Molecular Dynamics Simulations of ErbB2 Heterodimer; An Approach Towards Cancer Therapy

The ErbB family has four known homologous members including EGFR, ErbB2, ErbB3 and ErbB4. EGFR, which is a key member of the ErbB glycoprotein family that triggers cellular processes and apoptosis. Its overexpression or mutation has been observed in a variety of human cancers. Ligand binding to the extracellular domain of the ErbB proteins leads to receptors activation and initiation of the signaling cascades in the cytosol.
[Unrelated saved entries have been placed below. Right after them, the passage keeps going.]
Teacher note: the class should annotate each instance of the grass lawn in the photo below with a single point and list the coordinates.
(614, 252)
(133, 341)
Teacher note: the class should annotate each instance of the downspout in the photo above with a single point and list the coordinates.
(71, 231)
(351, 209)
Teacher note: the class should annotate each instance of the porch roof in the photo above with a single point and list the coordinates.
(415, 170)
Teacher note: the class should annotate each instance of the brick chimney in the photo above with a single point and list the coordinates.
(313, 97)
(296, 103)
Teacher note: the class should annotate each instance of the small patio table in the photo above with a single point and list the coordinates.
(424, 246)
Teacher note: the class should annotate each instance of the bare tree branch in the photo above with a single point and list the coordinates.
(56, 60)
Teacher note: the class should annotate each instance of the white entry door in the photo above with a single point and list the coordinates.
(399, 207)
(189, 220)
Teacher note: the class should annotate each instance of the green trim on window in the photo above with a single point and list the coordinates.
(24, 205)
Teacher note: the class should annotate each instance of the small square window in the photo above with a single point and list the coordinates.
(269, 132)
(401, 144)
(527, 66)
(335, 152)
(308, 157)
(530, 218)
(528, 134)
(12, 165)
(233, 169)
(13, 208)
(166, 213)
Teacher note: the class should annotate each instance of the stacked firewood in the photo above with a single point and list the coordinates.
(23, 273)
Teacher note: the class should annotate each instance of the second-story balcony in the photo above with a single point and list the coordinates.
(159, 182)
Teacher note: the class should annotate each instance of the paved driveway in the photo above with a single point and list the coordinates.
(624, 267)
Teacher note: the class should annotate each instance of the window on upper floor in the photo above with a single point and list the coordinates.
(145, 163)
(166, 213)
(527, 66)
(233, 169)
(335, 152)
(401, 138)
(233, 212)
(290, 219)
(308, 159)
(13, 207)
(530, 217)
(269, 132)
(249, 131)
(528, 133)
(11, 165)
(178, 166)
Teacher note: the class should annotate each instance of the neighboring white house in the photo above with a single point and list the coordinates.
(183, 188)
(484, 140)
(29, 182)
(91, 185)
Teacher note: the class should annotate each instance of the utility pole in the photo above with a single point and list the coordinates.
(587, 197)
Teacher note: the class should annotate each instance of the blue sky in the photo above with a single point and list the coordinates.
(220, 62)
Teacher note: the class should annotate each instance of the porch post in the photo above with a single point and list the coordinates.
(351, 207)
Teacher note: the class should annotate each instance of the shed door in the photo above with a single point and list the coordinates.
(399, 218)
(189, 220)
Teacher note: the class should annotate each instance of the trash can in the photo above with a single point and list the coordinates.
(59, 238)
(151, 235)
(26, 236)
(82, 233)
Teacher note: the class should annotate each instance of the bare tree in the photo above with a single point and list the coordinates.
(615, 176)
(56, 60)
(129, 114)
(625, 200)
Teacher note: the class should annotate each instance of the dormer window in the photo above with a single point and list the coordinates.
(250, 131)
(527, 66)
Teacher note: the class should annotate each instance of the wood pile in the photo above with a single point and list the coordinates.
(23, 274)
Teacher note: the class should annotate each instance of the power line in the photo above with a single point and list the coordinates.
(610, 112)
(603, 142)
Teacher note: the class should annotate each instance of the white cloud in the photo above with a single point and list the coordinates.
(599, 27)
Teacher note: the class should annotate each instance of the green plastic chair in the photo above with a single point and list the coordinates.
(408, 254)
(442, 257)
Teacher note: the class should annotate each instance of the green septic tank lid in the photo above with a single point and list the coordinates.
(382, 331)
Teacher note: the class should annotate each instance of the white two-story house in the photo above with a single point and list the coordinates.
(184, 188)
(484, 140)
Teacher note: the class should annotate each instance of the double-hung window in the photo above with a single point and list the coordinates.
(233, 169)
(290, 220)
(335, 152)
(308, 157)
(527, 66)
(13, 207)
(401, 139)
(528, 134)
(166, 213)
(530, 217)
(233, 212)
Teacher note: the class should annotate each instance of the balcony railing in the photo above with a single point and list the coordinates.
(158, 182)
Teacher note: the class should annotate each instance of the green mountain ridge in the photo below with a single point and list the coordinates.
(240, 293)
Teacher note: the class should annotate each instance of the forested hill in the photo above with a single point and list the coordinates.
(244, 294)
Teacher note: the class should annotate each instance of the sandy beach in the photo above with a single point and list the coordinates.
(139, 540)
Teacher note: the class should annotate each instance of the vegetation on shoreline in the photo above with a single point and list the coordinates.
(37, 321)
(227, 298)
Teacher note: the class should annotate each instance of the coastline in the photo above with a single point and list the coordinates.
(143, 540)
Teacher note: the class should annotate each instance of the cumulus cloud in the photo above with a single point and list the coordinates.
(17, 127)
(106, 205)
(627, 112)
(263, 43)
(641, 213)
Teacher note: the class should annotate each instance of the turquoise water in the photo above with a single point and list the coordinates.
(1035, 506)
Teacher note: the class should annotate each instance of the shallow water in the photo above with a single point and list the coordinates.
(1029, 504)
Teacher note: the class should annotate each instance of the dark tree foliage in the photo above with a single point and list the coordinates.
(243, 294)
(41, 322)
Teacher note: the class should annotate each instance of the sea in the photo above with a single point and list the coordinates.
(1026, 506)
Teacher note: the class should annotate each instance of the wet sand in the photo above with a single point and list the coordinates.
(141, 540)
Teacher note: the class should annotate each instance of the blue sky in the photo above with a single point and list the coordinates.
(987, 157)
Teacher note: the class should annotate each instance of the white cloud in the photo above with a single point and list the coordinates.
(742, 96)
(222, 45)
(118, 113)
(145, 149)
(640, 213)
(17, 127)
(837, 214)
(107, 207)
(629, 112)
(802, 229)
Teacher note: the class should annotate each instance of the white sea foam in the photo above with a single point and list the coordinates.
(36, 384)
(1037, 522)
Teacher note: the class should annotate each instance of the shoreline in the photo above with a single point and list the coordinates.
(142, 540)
ErbB2 has a high level of constitutive activity which is not dependent to ligand binding, and its overexpression can drive tumor growth specifically in breast cancer. The members of the ErbB family could form homo and heterodimers with each other in the active form. Formation of heterodimers, increases the variety of ligands identified by these receptors and signaling pathways that can be activated by a given receptor. Furthermore, glycosylation of the ErbB proteins has shown to be important in their sorting, stability and protein–protein interactions. Here molecular Dynamics simulations of the ErbB2-EGFR were carried out for the first time and it was shown that the glycosylated heterodimer forms stronger interactions in the hydrophobic pocket located at the dimeric interface. And glycosylation occludes ErbB2 potential binding site for the growth factors.